In een kleine vitrinekast komen de leerlingen oog in oog te staan met een uniek stukje buitenaards materiaal: een heuse Marsmeteoriet. Aanraken mag helaas niet, maar de medewerkers van MIRA kunnen een paar boeiende verhalen vertellen over hoe  dit stukje Mars op Aarde is terecht gekomen en hoe we zeker kunnen zijn dat het wel echt van onze buurplaneet afkomstig is.

Met onze zwaartekrachtsweegschaal tonen we aan wat het verschil is tussen massa en gewicht. Op de Maan zou je met je zelfde massa liefst zes keer minder wegen, waarom dat zo is kunnen we bij deze opstelling heel duidelijk uitleggen.

De leerlingen kunnen door gebruik te maken van een hellend vlak balletjes met een verschillend gewicht naar beneden laten rollen. Ze leren wat de rol van de zwaartekracht juist is.

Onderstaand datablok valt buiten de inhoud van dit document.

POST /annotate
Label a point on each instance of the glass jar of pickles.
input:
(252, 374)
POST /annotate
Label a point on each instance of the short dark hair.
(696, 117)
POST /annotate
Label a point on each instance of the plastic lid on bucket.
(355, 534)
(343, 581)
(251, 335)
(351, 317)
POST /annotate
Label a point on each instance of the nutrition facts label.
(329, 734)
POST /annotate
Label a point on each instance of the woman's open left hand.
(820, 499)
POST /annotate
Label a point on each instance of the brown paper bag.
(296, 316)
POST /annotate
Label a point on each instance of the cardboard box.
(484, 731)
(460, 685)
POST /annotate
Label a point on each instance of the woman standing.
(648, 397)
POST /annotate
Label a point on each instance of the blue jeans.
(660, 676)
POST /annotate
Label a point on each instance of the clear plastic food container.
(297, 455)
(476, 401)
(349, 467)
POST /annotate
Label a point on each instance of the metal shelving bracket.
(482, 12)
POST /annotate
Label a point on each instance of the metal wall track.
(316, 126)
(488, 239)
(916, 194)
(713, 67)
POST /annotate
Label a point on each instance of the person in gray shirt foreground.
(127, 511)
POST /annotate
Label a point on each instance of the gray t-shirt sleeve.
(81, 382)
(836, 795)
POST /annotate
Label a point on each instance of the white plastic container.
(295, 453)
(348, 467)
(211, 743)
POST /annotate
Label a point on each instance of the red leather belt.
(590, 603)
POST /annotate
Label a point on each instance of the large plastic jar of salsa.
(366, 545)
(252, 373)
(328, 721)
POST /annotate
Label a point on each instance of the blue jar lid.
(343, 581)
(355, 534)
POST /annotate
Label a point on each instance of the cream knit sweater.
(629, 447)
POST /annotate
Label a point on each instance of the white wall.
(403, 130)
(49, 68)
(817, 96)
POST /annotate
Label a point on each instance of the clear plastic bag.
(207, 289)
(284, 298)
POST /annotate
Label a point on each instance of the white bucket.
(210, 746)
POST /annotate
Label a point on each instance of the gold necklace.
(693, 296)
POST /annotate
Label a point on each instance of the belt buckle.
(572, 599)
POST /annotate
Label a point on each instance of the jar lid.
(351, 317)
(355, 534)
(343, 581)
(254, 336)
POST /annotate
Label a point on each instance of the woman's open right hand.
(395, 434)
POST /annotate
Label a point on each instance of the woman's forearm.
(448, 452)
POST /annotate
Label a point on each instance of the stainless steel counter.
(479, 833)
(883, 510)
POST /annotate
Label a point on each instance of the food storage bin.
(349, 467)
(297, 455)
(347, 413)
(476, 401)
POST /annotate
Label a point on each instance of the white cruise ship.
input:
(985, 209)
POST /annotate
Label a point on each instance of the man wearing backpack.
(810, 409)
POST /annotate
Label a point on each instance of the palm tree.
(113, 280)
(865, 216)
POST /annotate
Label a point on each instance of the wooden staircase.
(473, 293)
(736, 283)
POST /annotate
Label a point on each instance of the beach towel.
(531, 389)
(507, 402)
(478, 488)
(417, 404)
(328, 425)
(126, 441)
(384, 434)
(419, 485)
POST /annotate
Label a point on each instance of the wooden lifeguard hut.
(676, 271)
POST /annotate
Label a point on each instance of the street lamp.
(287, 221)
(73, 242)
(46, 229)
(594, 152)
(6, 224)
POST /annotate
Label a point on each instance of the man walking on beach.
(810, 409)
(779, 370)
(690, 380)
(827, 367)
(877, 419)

Vlak bij deze opstelling staat een ander experiment waarbij we een vacuüm kunnen creëren. Fascinerend hierbij is om te zien dat objecten bij afwezigheid van wrijving steeds even snel naar beneden vallen.

Met een speelgoed bus maken we in gedachten een reisje naar de Zon, vraag is hoe lang we onderweg zouden zijn. Door hierbij stil te staan gaan we die afstand van 150 miljoen kilometer toch iets tastbaarder kunnen maken voor de kinderen. In de wereld van de astronomie en de natuurwetenschappen is een goed begrip van de verschillende grootteschalen van essentieel belang.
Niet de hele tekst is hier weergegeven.